There are fragments of C16 stained glass in the chapel north west window. Most of the stained glass is by A.J Dix of London and made between 1887 and 1920. In 1904 he also embellished the earlier east window by Gibbs & Howard (1887). In the north chapel is SS Columba, Chad and Augustine (1887). In the nave are two war-memorial windows by Dix (1920), showing the last communion before battle, and a Roman centurion with Joshua, leader of Israel. Another war-memorial window, by H. Doyle (1946), shows an RAF pilot, Flying Officer Clement Royds (d. 1945), carried up to heaven from his burning fighter.

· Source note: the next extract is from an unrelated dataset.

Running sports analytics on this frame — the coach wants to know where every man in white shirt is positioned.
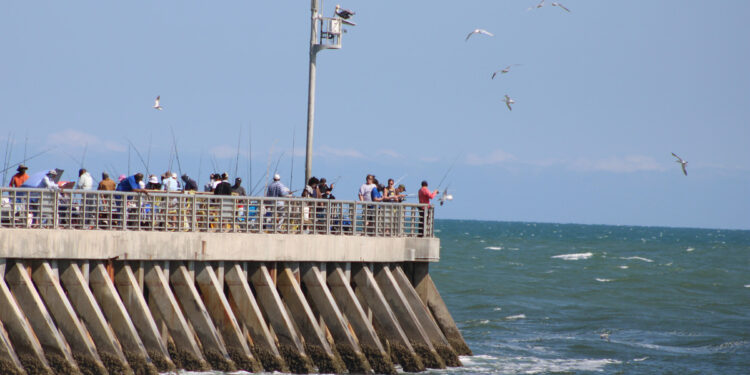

HISTORY: There is some evidence of a C12-C13 church in the nave west wall, and the tower arch shows that a tower was added in the C14. The present tower, the north chapel and the windows on the north side of the nave survive from a programme of works initiated by Nicholas Gravinor (rector 1489-1520). The remainder of the church had been rebuilt in the C18, with early C19 additions, but was taken down and replaced in the restoration of 1887 by John Loughborough Pearson (1817-97), the renowned Gothic Revival architect. Pearson kept the Tudor-Gothic style for the nave but chose to build the chancel and vestry in Early-English style.

SOURCES:
M. Cooksley and M. Elton, A Guide to the Parish Church of St Giles, Haughton, 1997.
N. Pevsner, The Buildings of England: Staffordshire, 1974, p 143.
Incorporated Church Building Society Archives.

REASONS FOR DESIGNATION: The Church of St Giles, Haughton, is listed Grade II* for the following principal reasons:
* For the extent and quality of its medieval fabric in the nave, north chapel and especially the fine west tower.
* It retains a significant C16 memorial, and a good sequence of stained glass.
* The church was well restored in 1887 by J.L Pearson, one of the most respected Gothic-revival architects.
* It retains good interior detail of the late C19 and early C20, including reredos and stained glass.

This List entry has been amended to add the source for War Memorials Register. This source was not used in the compilation of this List entry but is added here as a guide for further reading, 30 October 2017.